Ela manteve o olhar bravo o tempo todo em que eu explicava, demonstrando que não gostou nem um pouco de ser enganada por ele.
Para animá-la, levei-a para passear durante toda à tarde, mas foi em vão. Eu sentia que havia uma angustia em seu olhar.
- Por que está tão triste, pequena? O que eu posso fazer para alegrar você? – disse carinhosamente.
- Não quero mais continuar presa com vocês. Posso ir embora? – pediu-me.

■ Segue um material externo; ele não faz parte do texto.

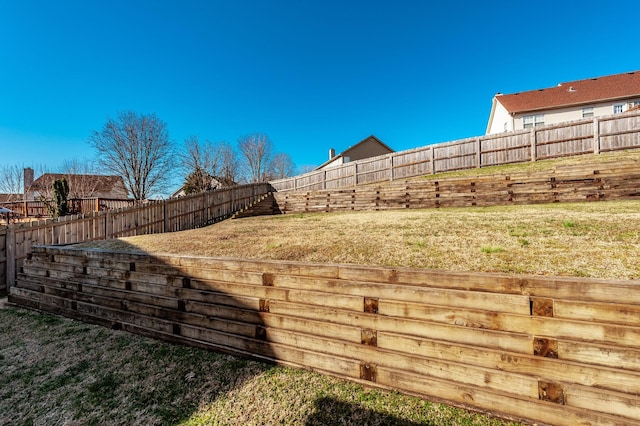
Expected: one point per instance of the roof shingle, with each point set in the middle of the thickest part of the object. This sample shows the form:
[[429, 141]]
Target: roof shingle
[[592, 90]]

- Quer voltar para o seu pai? Está com saudade de sua família? – acreditei que, com o passar do tempo, ela havia perdoado as surras.
- Nunca! Eu nunca vou voltar para aquela casa! – respondeu brava.
- Vou conversar com o seu pai. Não vou permitir que ele a machuque novamente. – prometi a ela, mas sem saber como cumprir.
- Eu preciso ir! Preciso fazer uma coisa muito importante. Posso ir embora? – suplicou ela.
- Que coisa importante? – quis entender.
- Não é da sua conta! – retrucou mal criada.
Eu tinha que concordar com Holmes. Ivy era muito petulante para tão pouca idade. Mas ao invés de ficar bravo com ela, tive pena.
Sua revolta era compreensível; a mãe lhe fazia muita falta. Eu precisaria ter paciência para conquistar-lhe a confiança.
- Se não quer me revelar, eu respeito. Mas saiba que pode contar comigo sempre. - tentei acalmá-la
Voltamos à tarde para o apartamento e, até a noite, ensinei-lhe a escrever novas palavras. Ela me surpreendia com sua facilidade em aprender.
Holmes chegou à noite tão pensativo que passou por nós sem nos ver.
Tomou um longo e banho e deitou-se. Quando fui para o quarto, parecia já estar dormindo.